The Pont Saint-Louis
- The Pont Saint-Louis
- (Photo : ENPC)
The Pont Saint-Louis links the Southern tip of Ile Saint-Louis to Ile de la Cité. An first wooden footbridge, dating from 1627, was washed away by the Seine in spate. It was replaced in 1709 by a wooden bridge which was painted red and therefore known as the Pont Rouge. This was rebuilt first in 1801 and then twice more to be definitively replaced by a single arch cast iron bridge in 1861. The river narrows at this point causing considerable turbulence that has been responsible for a large number of barge accidents.
This bridge collapsed in 1939 after an impact from a barge. The temporary footbridge that was built in 1941 was not replaced by a seventh bridge between the two islands until 1970. This bridge consists of a single 67m span and is 16m wide. Its deliberately restrained design prevents it from impinging on views of Notre-Dame Cathedral. This pedestrian bridge gets extremely crowded in the summer.

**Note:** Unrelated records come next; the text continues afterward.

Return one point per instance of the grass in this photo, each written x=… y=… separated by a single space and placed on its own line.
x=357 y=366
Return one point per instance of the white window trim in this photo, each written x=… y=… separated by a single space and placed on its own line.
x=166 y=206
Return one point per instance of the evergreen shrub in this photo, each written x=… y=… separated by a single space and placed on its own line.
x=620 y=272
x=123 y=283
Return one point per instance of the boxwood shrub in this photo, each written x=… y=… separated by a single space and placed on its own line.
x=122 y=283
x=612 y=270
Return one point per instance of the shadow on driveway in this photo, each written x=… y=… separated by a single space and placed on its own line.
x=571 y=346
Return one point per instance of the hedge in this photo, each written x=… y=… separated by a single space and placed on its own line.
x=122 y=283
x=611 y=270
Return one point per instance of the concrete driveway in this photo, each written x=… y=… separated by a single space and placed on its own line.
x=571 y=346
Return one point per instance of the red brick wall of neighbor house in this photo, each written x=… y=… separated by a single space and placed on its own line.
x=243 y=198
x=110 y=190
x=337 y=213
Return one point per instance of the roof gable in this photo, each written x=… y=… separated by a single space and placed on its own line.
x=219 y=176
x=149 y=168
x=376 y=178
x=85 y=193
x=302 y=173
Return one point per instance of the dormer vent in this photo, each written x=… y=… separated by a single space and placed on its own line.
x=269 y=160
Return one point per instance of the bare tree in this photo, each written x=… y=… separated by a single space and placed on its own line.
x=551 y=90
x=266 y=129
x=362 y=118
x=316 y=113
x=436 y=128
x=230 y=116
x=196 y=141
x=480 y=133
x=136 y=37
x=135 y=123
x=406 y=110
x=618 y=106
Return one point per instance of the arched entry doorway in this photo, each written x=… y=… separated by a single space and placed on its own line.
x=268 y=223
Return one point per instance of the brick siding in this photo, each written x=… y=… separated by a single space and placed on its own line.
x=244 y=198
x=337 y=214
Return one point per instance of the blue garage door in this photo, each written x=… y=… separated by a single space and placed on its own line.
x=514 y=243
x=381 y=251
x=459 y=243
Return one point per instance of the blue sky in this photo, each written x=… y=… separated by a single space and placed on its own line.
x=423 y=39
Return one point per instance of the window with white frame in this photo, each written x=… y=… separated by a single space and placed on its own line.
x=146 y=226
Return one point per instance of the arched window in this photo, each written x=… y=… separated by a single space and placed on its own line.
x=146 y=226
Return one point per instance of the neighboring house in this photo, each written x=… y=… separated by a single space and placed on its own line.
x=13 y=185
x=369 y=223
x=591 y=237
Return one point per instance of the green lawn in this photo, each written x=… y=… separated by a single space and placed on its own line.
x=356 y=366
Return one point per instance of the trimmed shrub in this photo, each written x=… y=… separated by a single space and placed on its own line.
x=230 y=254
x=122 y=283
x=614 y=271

Designer: J.F.COSTE and LONG-DEPAQUIT.
Construction date: 1969-1970.
Total length: 67 m.
Effective width: 16 m : carriageway 9m; two 3,50m footpaths
Two box girders with a span of 67m and covered with a reinforced concrete slab. The Pont Saint-Louis is a skew bridge with an independent metal span formed by two 67m beams. This is the seventh bridge to be built between the Ile Saint-Louis and the Cité at this location.